To: Road Walker who wrote (248021)8/29/2005 7:42:05 PM
From: combjelly  Read Replies (2) | Respond to of 1574002
 
"As I said before, it's at least a day or two before you can judge these things... "

Still, it could have been much, much worse for New Orleans.

In what must be a massive case of bad timing, the Bush administration has proposed cutting $71.2 million from the 2006 budget for the New Orleans district of the U.S. Army Corps of Engineers. The money, of course, would be used mainly for hurricane and flood prevention measures.

No doubt the cut will be quietly dropped.



To: Road Walker who wrote (248021)8/29/2005 8:52:51 PM
From: tejek  Read Replies (1) | Respond to of 1574002
 
re: What hurricane?

The news is just starting to filter out. As I said before, it's at least a day or two before you can judge these things... the really bad areas are black zones.. no info in or out. And still this was much better than expected... it weakened dramatically before landfall, probably the start of an eye wall recycle, pure luck. And it took a jog east by a few degrees... essentially saving much of NO from devastation.


I was being flip.

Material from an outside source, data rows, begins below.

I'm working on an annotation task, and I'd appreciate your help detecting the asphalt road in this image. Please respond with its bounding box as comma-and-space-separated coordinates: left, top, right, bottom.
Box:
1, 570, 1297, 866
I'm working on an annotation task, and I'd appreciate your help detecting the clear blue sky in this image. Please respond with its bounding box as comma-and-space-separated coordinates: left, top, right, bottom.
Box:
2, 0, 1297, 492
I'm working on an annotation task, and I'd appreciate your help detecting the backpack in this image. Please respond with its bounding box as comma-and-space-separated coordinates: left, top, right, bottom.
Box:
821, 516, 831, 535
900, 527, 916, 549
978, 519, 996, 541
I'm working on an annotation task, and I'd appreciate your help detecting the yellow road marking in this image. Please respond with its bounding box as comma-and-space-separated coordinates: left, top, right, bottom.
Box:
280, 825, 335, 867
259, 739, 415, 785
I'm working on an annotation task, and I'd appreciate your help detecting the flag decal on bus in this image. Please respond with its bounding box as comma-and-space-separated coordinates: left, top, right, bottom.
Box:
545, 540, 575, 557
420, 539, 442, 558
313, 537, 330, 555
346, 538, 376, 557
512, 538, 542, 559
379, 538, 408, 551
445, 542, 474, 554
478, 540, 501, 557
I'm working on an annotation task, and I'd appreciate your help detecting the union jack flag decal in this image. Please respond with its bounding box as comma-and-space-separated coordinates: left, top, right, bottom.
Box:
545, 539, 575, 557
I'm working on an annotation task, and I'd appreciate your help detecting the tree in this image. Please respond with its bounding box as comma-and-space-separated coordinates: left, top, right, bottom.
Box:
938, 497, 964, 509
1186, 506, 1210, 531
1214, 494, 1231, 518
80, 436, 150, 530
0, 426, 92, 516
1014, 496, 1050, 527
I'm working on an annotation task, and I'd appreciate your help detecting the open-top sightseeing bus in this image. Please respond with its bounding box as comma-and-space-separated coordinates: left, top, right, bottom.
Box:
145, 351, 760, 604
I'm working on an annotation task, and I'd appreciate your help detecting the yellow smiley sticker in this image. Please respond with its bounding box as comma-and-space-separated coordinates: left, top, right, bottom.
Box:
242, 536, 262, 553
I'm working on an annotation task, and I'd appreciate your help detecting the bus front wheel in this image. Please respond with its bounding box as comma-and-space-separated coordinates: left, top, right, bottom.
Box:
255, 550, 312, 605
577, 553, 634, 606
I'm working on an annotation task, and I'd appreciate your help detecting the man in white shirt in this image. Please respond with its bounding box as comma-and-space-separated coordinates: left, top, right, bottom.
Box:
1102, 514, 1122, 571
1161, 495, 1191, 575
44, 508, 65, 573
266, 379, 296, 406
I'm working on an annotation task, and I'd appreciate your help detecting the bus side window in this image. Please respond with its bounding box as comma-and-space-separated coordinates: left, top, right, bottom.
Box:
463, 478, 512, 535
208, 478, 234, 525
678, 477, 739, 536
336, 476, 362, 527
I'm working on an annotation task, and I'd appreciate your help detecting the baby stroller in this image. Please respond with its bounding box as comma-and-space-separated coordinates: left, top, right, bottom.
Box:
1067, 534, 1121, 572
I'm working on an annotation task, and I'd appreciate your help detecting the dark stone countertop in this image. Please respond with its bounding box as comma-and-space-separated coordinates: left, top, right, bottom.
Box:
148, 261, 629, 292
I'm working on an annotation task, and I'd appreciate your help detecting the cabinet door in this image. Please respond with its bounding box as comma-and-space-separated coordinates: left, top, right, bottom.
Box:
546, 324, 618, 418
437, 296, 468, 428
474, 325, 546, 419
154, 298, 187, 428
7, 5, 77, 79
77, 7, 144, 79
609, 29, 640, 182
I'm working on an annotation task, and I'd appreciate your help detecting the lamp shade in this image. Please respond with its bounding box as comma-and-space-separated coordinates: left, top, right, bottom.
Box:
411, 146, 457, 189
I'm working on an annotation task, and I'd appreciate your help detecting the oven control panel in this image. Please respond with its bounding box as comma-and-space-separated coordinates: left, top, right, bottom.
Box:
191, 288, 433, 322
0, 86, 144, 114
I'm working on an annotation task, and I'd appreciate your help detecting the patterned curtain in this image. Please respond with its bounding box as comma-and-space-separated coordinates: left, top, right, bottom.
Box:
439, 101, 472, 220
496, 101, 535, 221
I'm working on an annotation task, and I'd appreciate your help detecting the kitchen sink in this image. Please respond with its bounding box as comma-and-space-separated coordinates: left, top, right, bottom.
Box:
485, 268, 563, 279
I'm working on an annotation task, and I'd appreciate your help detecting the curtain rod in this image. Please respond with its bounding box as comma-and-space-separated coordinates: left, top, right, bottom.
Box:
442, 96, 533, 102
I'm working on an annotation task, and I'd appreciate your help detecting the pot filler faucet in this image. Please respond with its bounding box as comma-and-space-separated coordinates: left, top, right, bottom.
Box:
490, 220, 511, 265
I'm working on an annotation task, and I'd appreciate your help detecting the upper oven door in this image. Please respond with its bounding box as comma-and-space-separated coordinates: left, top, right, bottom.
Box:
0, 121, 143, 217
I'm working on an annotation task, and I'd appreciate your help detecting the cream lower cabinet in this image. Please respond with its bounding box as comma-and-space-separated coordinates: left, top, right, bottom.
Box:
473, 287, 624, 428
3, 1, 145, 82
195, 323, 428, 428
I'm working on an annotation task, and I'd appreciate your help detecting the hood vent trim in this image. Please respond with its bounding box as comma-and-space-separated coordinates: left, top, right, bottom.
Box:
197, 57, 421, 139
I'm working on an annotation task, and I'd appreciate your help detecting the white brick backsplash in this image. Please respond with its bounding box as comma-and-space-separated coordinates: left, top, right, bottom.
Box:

I had just heard that NO had been spared the worse and its oil refiners were in okay condition. Of course, there is no real word yet on the oil rigs out in the Gulf. They could be a mess.

As for NO, it best learn a lesson from this one and build up those levees. Given the worse case/doomsday scenario, I can not believe how complacent the city has been........the Big Easy notwithstanding. And if these over the top hurricanes are not just an aberration but the beginning of a new major hurricane cycle, they best get to work asap.

ted



To: Road Walker who wrote (248021)8/30/2005 4:15:40 AM
From: Elroy  Read Replies (2) | Respond to of 1574002
 
As I said before, it's at least a day or two before you can judge these things... the really bad areas are black zones.. no info in or out.

This was true of the Xmas tsunami in Asia. The first news of the damage came out of the relatively wealthy resort areas in Thailand and Sri Lanka, and the death toll slowly climbed toward 50,000. Then a few days after the event when they saw what the tsunami did to Northern Sumatra (which is really poor and right next to the epicenter of the quake) it jumped in about a day to 150,000. The resorts got hit with 10-20 foot tall waves, whereas the rural coastline of Sumatra appeared to have been hit with waves twice the height and caused enough devastation that there was virtually no one around left to tell the story.